L’elefante orientale
In questo panorama si sta affacciando l’India, che di recente ha aperto il mercato spaziale a investimenti stranieri e possiede tre vettori con cui, nel 2023, ha condotto sette missioni, tutte di successo. Una di queste era Chandraayan-3, lo storico sbarco (robotico) di Nuova Delhi sulla Luna. In un’intervista, Sreedhara Panicker Somanath, il capo dell’agenzia spaziale indiana (la Isro), ha parlato di costi da abbattere portando da 20mila a 5mila dollari il prezzo al chilo per i payload in orbita, e del fatto che nel futuro si potranno sviluppare vettori riutilizzabili. Intanto, l’Isro ha varato il nuovo lanciatore leggero, Sslv, per carichi di poche centinaia di chili. E ha iniziato ad acquisire commesse importanti, come quelle per la costellazione OneWeb.

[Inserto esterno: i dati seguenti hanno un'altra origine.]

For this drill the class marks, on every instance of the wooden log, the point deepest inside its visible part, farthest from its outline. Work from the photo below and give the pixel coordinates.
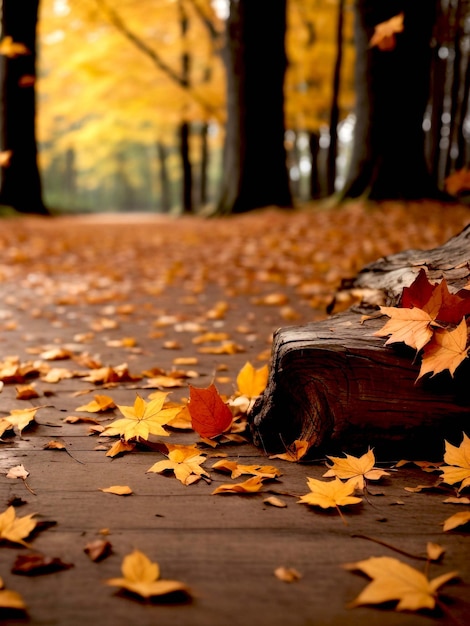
(337, 386)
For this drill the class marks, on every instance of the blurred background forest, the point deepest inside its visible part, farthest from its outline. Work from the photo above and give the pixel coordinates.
(230, 105)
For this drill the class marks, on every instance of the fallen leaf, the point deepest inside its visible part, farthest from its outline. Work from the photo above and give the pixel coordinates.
(458, 519)
(100, 403)
(294, 452)
(457, 469)
(410, 326)
(16, 529)
(237, 469)
(98, 550)
(361, 469)
(184, 461)
(120, 447)
(26, 392)
(210, 416)
(394, 580)
(37, 564)
(18, 471)
(10, 599)
(252, 485)
(434, 551)
(275, 501)
(287, 574)
(252, 382)
(143, 419)
(446, 350)
(118, 490)
(142, 577)
(333, 493)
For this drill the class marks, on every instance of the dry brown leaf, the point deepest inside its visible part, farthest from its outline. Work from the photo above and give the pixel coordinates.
(252, 485)
(287, 574)
(100, 403)
(458, 519)
(118, 490)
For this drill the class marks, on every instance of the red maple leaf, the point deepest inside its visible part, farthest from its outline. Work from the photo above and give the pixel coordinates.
(210, 416)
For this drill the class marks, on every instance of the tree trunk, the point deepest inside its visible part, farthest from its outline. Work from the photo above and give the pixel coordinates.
(255, 173)
(337, 386)
(388, 159)
(334, 112)
(20, 182)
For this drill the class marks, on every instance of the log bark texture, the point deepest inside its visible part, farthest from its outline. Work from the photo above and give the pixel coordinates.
(337, 386)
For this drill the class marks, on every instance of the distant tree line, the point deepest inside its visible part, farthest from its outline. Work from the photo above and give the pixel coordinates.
(412, 118)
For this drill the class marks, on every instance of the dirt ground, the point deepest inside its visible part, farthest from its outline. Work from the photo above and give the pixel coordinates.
(141, 292)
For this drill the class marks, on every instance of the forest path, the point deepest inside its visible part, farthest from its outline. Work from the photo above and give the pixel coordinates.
(141, 289)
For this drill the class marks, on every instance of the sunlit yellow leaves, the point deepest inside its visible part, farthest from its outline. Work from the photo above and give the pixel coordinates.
(118, 490)
(333, 493)
(457, 469)
(142, 577)
(446, 350)
(16, 529)
(10, 599)
(458, 519)
(184, 461)
(393, 580)
(251, 382)
(100, 403)
(384, 36)
(12, 49)
(252, 485)
(361, 469)
(143, 419)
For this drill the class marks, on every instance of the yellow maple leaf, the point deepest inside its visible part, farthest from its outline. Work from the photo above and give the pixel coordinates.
(10, 599)
(16, 529)
(384, 36)
(394, 580)
(457, 469)
(359, 468)
(252, 485)
(184, 461)
(332, 493)
(100, 403)
(12, 49)
(252, 382)
(143, 419)
(410, 326)
(458, 519)
(142, 577)
(236, 469)
(446, 350)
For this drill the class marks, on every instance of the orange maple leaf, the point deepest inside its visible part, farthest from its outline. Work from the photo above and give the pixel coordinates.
(446, 350)
(210, 416)
(410, 326)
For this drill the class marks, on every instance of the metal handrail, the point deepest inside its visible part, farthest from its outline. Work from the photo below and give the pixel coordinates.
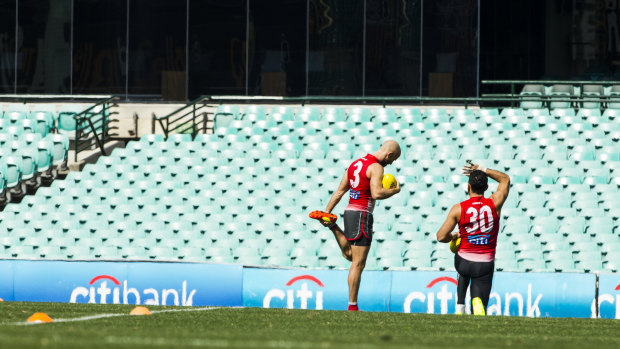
(178, 121)
(98, 123)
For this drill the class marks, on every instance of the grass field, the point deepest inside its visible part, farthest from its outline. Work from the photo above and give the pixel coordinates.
(277, 328)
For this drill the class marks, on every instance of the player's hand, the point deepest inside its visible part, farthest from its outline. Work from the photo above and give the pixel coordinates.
(469, 167)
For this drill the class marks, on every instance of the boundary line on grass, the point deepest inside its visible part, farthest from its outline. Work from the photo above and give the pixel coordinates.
(107, 315)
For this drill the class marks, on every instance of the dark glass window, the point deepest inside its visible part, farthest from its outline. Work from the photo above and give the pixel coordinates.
(336, 47)
(450, 48)
(278, 48)
(157, 32)
(393, 47)
(44, 51)
(217, 47)
(99, 46)
(7, 46)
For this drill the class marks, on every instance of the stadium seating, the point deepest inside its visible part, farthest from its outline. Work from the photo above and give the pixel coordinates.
(29, 148)
(242, 194)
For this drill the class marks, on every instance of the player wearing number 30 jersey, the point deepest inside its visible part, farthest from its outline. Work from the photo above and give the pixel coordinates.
(478, 220)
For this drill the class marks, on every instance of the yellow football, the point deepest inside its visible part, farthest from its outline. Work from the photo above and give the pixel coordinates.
(388, 181)
(454, 245)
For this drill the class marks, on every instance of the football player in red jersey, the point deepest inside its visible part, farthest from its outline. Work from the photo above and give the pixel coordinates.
(478, 221)
(363, 182)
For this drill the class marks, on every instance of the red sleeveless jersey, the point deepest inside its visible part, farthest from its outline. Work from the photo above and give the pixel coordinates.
(478, 226)
(359, 185)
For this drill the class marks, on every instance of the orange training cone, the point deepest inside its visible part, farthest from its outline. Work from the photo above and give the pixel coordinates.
(140, 311)
(39, 317)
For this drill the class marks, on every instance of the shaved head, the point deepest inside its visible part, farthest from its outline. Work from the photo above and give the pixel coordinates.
(388, 153)
(391, 146)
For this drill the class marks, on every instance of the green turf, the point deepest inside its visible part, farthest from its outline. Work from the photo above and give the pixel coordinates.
(274, 328)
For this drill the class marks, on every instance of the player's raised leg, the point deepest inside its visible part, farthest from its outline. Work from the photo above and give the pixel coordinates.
(329, 221)
(360, 253)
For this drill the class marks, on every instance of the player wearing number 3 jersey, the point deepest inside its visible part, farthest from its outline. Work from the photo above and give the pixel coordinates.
(478, 221)
(362, 181)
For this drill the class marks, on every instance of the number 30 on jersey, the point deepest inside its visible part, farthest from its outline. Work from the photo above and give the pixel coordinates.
(482, 219)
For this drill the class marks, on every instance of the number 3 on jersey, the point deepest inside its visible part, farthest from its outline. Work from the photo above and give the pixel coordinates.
(356, 174)
(479, 221)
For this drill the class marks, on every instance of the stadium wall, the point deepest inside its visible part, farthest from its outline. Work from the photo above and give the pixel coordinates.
(582, 295)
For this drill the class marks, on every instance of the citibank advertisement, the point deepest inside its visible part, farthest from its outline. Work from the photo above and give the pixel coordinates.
(608, 297)
(313, 289)
(122, 283)
(512, 294)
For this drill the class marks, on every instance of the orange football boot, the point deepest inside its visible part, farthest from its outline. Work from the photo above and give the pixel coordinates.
(324, 218)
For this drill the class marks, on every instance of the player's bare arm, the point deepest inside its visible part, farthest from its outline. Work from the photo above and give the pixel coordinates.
(375, 173)
(445, 232)
(338, 194)
(500, 195)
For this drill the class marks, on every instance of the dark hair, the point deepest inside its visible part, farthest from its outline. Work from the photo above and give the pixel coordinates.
(478, 181)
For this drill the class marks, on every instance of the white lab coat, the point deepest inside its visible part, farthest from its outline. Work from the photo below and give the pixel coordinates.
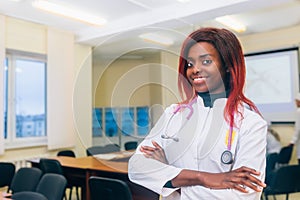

A differenza dell’Europa e come la Cina – che comunque resta un passo avanti – l’India può contare sull’appoggio di un governo centrale molto determinato a sedersi tra i grandi dello spazio.
C’è tuttavia una variabile di cui poco si parla e che invece rimane lì, come un elefante (indiano in questo caso) nella stanza: solo sulla base della propria potenza economica, l’India potrebbe sedersi al tavolo del G7 (che diventerebbe G8). Il suo Pil è il quinto al mondo, dietro a quello di Stati Uniti, Cina, Germania e Giappone; la popolazione del Paese Continente ha da poco sorpassato quella cinese, per numero, diventando lo Stato più popoloso del Pianeta; e ha un’economia in forte crescita, anche in ambito spaziale.
La domanda interna non mancherà. L’isolamento cinese, come si è visto, non ha fermato né rallentato Pechino nell’affermazione oltre l’atmosfera. Sarà impossibile, nei prossimi anni, non tenere conto della concorrenza orientale.